Book Read: Aurora by Kim Stanley Robinson

Currently Reading: Ancillary Mercy by Ann Leckie

Rather than review each book I read – a task that was becoming increasingly difficult as my reading well outpaced my writing – this year I intend to blog weekly about my literary adventures. I’m not entirely sure what form these journal entries will take, they’re likely to change as the year progresses, but at least in this instance the bulk of this weeks entry is given over to my thoughts on Kim Stanley Robinson’s Aurora.

A few days ago I wrote an introductory post on my statistical analysis of last year’s awards (22 of which I read in 2015).  I was planning to blog the first part on Wednesday but then my tonsils – dormant for the last three decades – decided to remind me they were in my mouth by swelling up and hitting me with a fever. I am getting better – hence this post – and hopefully I should have the statistical analysis up on the weekend. In the meantime, here is my week in reading.


Aurora is my first taste of Kim Stanley Robinson’s novels (I’ve read a couple of his shorter piece).  There’s something a little blasphemous in admitting this given his work has been critically praised over the years and won any number of awards.  But the subject matter of his work – whether it be the terraforming of Mars or climate catastrophe – has never compelled me to pick up a book, inspite of all the plaudits.

I read Aurora though because all the talk about the novel indicates that it’ll feature on a bunch of awards lists and I wanted to get ahead of the pack (for a change).  I don’t regret the decision.  While I wasn’t suddenly overwhelmed with the desire to read more KSR, I did like the book.  It was engaging.  Robinson’s take on the generation ship – which can be summarized as “they are a fucking bad idea” – is full of drama and tension as the 2000 occupants face a constant series of life and death choices – especially when they finally reach their destination (a moon in the Tau Ceti system).  Most of the science went over my head, but KSR’s explanation of orbital mechanics in the penultimate chapter makes for some awesome visuals. 

As far as I’m concerned hard SF doesn’t get much harder than Aurora.  And yet James Nicoll, in his review of the novel, points out a number of scientific inaccuracies, especially around the whizz bang orbital mechanics that so impressed me.  I have no reason to doubt James analysis, but then again as someone who failed Year 10 science and doesn’t known an eigenfunction from a greedy algorithm, I don’t have the knowledge or tools to know whether his critique is accurate.  Having said that, the overall point that James was making – and especially those who read his review ands commented on his LiveJournal – is that KSR is faking it when it comes to Hard SF.  And that raises two questions: how accurate does the science have to be for a genre novel to be considered Hard SF?  And who is truly writing Hard SF in the field today?  A response to that second question would be much appreciated because if KSR doesn’t fit the bill then I’m not sure who does.  Greg Egan?  Charles Stross?

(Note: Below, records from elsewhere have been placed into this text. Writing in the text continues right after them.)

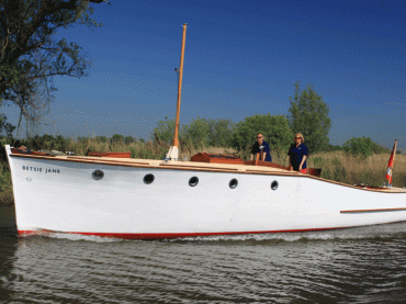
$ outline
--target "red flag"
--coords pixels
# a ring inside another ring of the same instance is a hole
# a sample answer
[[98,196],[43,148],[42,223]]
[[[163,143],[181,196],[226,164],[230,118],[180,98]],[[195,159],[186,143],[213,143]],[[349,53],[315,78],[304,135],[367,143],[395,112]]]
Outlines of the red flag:
[[387,184],[392,184],[392,169],[393,169],[393,164],[395,162],[396,146],[397,146],[397,140],[395,140],[395,145],[393,146],[393,149],[392,149],[390,162],[387,164],[387,171],[386,171]]

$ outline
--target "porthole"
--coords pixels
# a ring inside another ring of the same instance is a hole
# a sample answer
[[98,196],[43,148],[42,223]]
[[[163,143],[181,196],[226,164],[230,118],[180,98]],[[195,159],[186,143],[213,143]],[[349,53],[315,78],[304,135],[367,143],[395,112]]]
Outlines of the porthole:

Genre taxonomy aside, my biggest issue with the novel was the dry prose. The main conceit of Aurora is that the Artificial Intelligence (AI) that runs the ship is narrating the story. At first it struggles with the concept of narration and in probably the best chapter of the book the AI grapples with the mechanics of story. That chapter led me to believe that the AI would be constantly playing with narrative, that different styles and modes would creep in as the AI became more familiar with the trick of story-telling.  There’s an element of this (the AI tries to get its virtual head around metaphor and analogy), but other than the sprinkling of a few jokes it maintains the same style for most of the novel – deathless, factual, colourless prose. It’s not awful. And like I say the book is engaging and quite tense and dramatic.  But the lack of vibrancy to the writing meant I didn’t care that much about the characters, including Freya – our primary protagonist.

Aurora is very similar to Andy Weir’s The Martian, and frankly any number of SF novels, in that it’s about people engineering their way out of trouble and yet KSR’s message is that we need to spend more time fixing up our own planet rather than looking to the stars.  So while The Martian felt very much like an advertisement for NASA and human ingenuity, Aurora leaves you thinking that NASA’s budget should be spent on finding innovative ways to save the planet.